I short of enjoy doing concourse level jobs like this for friends and family, fixing up used cars that they have bought more than working on paying customers' cars. Maybe its because I usually get them to help and that makes more fun. Or I like the end result and seeing that the person realizes that what they had thought was a good deal they got on the car is now a fantastic deal because the car now looks as close to new as possible.

The Audi came out great.


----------



## TonyH38 (Apr 7, 2013)

Superb job, what a turn around love these posts.


----------



## Mark R5 (May 21, 2013)

That's a stunning looking Audi. What a correction and what a difference!


----------



## tonyy (Jul 26, 2008)

Stunning work :thumb:


----------



## pee (Apr 6, 2009)

Awesome job as always


----------



## ColinG (Jan 20, 2013)

It looks fantastic Matt, the finish looks as though it has amazing clarity very glassey if that makes sense.


----------



## camerashy (Feb 9, 2014)

Great statement, Matt, very true, amazing finish and.....(love that finish on the piano door panels....lol)
Dave


----------



## fozzy (Oct 22, 2009)

Superb!!! As always


----------



## graham1970 (Oct 7, 2012)

Stunning job guys...hope you can help me get my jag something like that next year Matt....and I hope you I get the chance to see your motor at the 'up north meet' Lee

Sent from my D5803 using Tapatalk


----------



## Stu Mac (Aug 18, 2014)

Top top job mate as always. Great write up and love the quote. Cheers


----------



## tomsuematthews (Apr 8, 2016)

Hugely impressed 

Sent from my iPhone using Tapatalk


----------



## Scottland (May 6, 2008)

Brilliant, those studio lights make for some really good before and after shots.


----------



## President Swirl (Oct 23, 2011)

Amazing work. I have an Impreza wagon to do the weekend with a couple of mates. ( no peel removal ) this has spured me on. Thank you.


----------



## matt1234 (Dec 2, 2013)

Awesome Matty boy. Just like you taught me. Finish is so crisp and clear. 
I have replaced the silver Clio with a racing blue one. Time to get the sanders out.


----------



## gibbo555 (May 3, 2011)

Stunning work fellas, looks lovely and crisp now :thumb:


----------



## e_king (Oct 11, 2012)

Stunning as always, Matt. 
Great write up as well. 

Skickat från min E6653 via Tapatalk


----------



## Chuck_25 (Apr 2, 2016)

Simply amazing!!! That last photo looks like a photo straight from the brochure


----------



## JBirchy (Oct 9, 2010)

Stunning work Matt, it looks amazing.


----------



## Reanimation (May 29, 2014)

the most beautiful correction Ive seen


----------



## Kap01 (Aug 12, 2007)

Top work boss !


----------



## jamhot77 (Mar 22, 2016)

Fantastic corrections!


----------



## willg (Dec 29, 2011)

Brilliant results!


----------



## mac1459 (Aug 25, 2011)

skill,knowledge & patience all shown in this one thread, awesome work.


----------



## Jools (Nov 30, 2007)

Was a pleasure to help as always....


----------



## Gleammachine (Sep 8, 2007)

Lovely detail Matt, nice work bud.


----------



## Kap01 (Aug 12, 2007)

Top job as always ! That's a lovely colour!

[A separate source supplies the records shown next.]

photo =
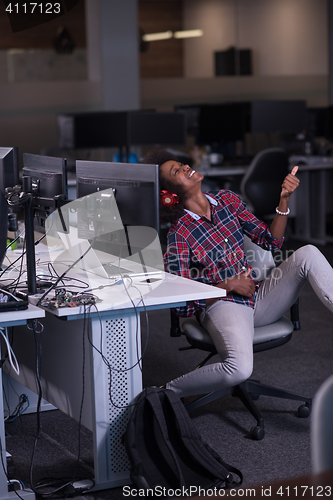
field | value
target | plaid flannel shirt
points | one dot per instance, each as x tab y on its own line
212	251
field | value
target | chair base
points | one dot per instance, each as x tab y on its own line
247	392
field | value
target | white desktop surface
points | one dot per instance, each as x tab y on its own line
167	291
114	329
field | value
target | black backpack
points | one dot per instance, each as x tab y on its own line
166	451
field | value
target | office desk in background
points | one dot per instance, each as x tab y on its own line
9	319
112	382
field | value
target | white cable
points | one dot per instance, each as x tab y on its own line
11	355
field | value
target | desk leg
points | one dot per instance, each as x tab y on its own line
4	493
119	338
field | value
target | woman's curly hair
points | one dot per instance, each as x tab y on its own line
173	213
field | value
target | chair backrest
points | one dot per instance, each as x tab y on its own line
322	428
261	185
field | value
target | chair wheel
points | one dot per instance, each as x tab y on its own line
257	433
304	411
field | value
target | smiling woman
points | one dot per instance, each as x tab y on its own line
206	243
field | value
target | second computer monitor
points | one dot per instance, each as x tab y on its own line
136	189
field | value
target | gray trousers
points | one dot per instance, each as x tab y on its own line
231	326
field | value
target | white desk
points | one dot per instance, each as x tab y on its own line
312	197
9	319
115	331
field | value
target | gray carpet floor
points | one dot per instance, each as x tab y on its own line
300	366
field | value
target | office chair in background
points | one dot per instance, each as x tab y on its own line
265	337
322	428
261	185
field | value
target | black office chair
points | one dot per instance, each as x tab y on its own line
261	185
265	338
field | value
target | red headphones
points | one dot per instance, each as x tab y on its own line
168	199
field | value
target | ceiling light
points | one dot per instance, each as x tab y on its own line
187	33
152	37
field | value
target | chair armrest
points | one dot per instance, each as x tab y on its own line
294	315
175	330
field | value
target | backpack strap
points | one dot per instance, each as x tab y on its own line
156	406
197	447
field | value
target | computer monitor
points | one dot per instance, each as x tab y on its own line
121	128
9	169
221	123
136	188
136	192
8	178
278	116
49	182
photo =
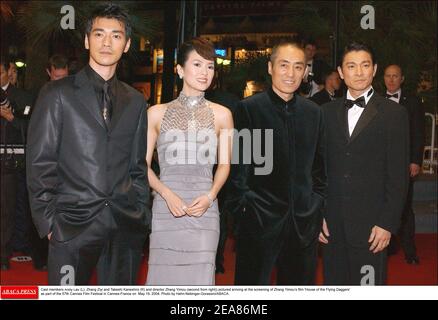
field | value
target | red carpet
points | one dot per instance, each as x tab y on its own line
399	273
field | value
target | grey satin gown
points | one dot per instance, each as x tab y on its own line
183	250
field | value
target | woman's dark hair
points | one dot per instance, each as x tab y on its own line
110	11
203	47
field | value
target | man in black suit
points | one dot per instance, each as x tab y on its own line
394	78
277	204
86	164
332	83
367	165
14	114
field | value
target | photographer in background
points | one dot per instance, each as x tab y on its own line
312	82
14	114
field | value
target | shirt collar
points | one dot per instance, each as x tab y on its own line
365	95
98	81
397	92
279	102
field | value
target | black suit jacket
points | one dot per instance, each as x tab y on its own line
321	97
292	194
76	167
416	126
21	102
367	172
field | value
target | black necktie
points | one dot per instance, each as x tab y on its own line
359	101
106	105
395	95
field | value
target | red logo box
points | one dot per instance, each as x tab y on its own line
19	292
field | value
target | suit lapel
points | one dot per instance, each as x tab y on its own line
122	102
85	93
342	118
368	114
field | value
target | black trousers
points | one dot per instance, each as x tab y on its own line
113	251
7	206
407	227
257	254
348	265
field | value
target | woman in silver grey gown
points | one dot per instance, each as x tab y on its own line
190	134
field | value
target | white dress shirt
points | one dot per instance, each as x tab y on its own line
355	112
395	99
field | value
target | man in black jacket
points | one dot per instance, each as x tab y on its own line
86	165
332	83
277	204
367	165
394	78
14	114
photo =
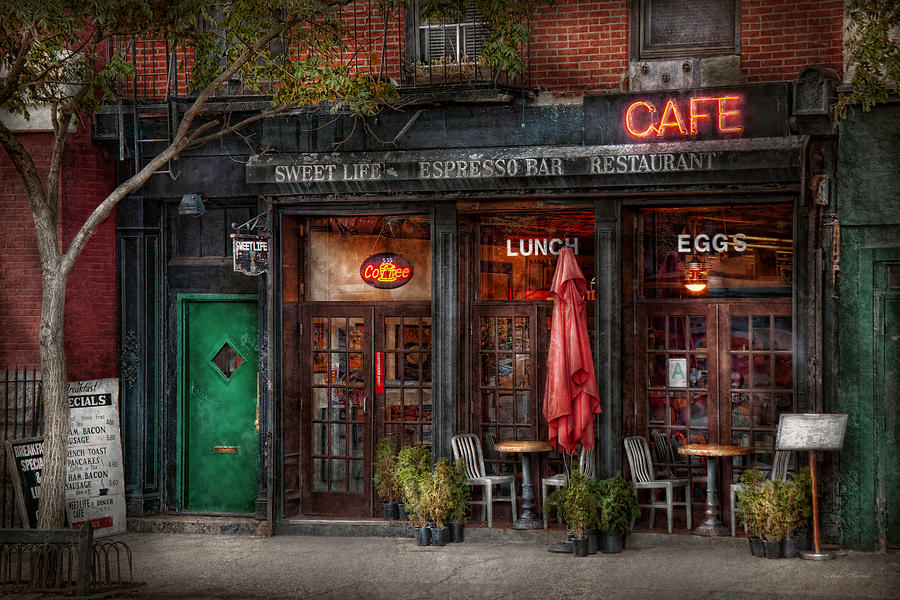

seems wrong to use it as an all road !


----------



## dave-g (Nov 14, 2009)

Quite possibly the best thread I've seen on here. Amazing turnaround leaving a stunning finish.

Great detail throughout to, so actually enjoyed reading it!


----------



## orbital (Dec 28, 2010)

*That's his version*

Well folks this is my car and feel I need to put things into perspective :speechles so it's true to say me and Matt are good friends,he got that bit right :thumb: the next bit is a little twisted on matts behalf  I said Matt the new car is here and could do with a little tlc and a nice coating  mmmmm he says I can see a little project here "oh no" I've heard matts little project speech before! :doublesho so I say I've got a couple of days off work to give u a lift? Matts eyes light up,oh good that means we can go a bit further! Ermmmm ok I say,how much further? Well what about a bit of a wet sand and get rid of some of that peel! "Oh god" I can feel a big job breaking out! I'll just ring Julian I say! That would be excellent matt replies! So ladies and gents.5 days of hard graft by 3 people who know what they're doing we have the said results :argie: this shows yet again just how far Matt is prepared to go. Way above what's required and I mean way above :buffer: so at this point I'd just like to say a big thanks to Matt and a big thanks to jules! It was an awesome week and I was knackered!cheers lads :wave:


----------



## Zetec-al (Feb 28, 2011)

Stunning detail


----------



## ibiza55 (Feb 22, 2008)

Beautiful work and car, but someone at VW/AUDI group needs sacking if they think that's acceptable paintwork for such work, you got paintwork like that on a 80's Skoda Estelle, tut tut VW.


----------



## Jools (Nov 30, 2007)

Lee, as i have said before it was a pleasure to have helped. When we all get our heads together, the work just flows. Roll on the next project, and i have a feeling it is another audi or 2 or 3 or 4......


----------



## sata (Nov 4, 2011)

One word "awesome":thumb::thumb:


----------



## cossiecol (Jun 29, 2014)

Love these threads, great work as always :thumb:


----------



## giblet (Feb 26, 2008)

Cracking work as always. Must remember to give you a call about the ISF in the morning.


----------



## zippo (Mar 26, 2008)

Matt not been on the bored for a while due to this and that. Its fare to say I've probably missed out on one of yours and your mates best details . I Think its the only detail where it reflects better in natural light than artificial light . The reflections are outstanding definitely a detail to be proud of and equally the best compared to some of the very top end details I've seen on DW There may me some as good, but nowhere near better 
Daz


----------